Non c’era quasi nessuno, ieri, in via Cavour, a Palermo, per rammentare il sacrificio del procuratore Costa. C’erano corone già avvizzite di fiori, c’era la lontananza di troppa politica che non ha voluto nemmeno fingere di essere vicina. E c’era Michele, con la sua amarezza: “Prima si dimentica mio padre – ha detto – meglio è. Questa passerella è stata sempre scomoda. Altre sono state certamente più comode. Per questo ho sempre alzato la voce, anche con la magistratura che non ha fatto quello che andava fatto per arrivare alla verità.
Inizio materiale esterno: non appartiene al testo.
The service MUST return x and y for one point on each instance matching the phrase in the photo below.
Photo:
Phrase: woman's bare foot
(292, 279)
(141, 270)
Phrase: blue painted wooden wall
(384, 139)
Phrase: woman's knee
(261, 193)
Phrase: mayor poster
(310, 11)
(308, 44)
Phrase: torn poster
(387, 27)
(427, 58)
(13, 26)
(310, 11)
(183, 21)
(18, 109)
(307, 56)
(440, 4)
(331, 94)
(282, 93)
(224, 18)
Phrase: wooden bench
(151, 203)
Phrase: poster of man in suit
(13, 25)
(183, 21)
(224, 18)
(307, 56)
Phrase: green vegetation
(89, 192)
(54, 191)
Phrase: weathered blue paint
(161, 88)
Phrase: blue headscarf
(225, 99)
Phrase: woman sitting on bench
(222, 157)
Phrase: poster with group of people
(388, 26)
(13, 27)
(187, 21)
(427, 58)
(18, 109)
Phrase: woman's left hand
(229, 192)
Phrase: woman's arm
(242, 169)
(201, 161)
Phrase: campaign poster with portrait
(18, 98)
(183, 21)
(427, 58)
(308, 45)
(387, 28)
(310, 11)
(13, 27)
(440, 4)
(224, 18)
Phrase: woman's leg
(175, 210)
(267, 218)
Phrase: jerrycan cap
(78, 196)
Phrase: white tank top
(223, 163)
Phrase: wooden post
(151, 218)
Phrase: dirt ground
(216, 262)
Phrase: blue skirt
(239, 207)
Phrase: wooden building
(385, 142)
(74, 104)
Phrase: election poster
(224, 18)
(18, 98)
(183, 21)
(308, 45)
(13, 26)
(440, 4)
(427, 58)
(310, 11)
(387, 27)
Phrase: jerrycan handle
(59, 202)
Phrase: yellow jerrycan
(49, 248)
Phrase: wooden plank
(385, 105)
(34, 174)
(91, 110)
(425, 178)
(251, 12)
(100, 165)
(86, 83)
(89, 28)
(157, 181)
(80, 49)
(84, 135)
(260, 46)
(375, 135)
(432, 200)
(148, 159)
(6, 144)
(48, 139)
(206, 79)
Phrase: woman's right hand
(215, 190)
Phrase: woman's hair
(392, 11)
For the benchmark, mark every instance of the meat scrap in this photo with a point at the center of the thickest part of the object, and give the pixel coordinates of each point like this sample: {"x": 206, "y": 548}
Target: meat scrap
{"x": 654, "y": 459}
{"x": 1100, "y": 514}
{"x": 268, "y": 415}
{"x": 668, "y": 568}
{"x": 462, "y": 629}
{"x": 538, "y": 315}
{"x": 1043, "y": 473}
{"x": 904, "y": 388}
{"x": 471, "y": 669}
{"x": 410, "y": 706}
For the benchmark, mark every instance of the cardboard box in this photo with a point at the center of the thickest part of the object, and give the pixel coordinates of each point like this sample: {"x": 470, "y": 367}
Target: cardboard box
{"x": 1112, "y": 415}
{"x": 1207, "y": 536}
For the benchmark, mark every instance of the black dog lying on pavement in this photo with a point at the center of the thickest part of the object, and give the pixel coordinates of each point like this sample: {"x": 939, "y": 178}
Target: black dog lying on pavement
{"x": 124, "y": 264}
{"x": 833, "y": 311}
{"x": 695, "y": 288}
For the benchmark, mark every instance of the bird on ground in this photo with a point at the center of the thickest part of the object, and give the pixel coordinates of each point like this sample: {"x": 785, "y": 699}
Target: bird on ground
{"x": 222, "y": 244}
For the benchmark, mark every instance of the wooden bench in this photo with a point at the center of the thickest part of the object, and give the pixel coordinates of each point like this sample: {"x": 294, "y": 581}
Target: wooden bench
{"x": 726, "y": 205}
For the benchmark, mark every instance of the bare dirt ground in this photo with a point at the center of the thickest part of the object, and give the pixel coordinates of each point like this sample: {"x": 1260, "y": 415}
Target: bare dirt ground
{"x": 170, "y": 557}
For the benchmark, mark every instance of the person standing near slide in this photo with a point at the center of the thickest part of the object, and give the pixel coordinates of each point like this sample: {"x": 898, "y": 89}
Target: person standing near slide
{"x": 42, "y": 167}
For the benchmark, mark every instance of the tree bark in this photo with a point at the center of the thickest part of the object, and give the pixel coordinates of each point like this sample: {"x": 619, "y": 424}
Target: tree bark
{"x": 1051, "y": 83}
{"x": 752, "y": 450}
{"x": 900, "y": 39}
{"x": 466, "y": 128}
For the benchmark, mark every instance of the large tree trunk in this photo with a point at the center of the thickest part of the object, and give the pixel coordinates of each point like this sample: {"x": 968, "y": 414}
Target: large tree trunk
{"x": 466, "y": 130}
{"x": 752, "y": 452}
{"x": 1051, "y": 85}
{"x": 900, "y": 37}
Ho protestato contro la società civile e con quella parte politica di cui mio padre e la mia famiglia hanno storicamente fatto parte”.
Già, ma la cosiddetta ‘società civile’ è un’acqua che scorre – sempre più labile – solo perché i suoi rabdomanti la convocano. Scorre per Falcone e Borsellino ma non per Gaetano Costa: come mai? Forse perché, sotto la sua lapide, in quella facciata di via Cavour, non c’è un vessillo della Trattativa da sventolare. Forse perché non accorrono le telecamere delle grandi occasioni. O forse perché, nella fattispecie, non sussistono – nemmeno a cercarle – occasioni di polemica con un Presidente della Repubblica o un Presidente del Consiglio. Costa era solo un servitore dello Stato e a volte può anche capitare che chi porta un cognome antimafioso di serie A non intenda confondersi con quella che i professionisti scambiano per una categoria inferiore.
E’ la lezione che Michele, figlio di Gaetano, ha imparato sulla propria pelle: non tutti i morti per causa della mafia sono uguali. Anche se il il dolore, l’ingiustizia e le lacrime bruciano allo stesso modo.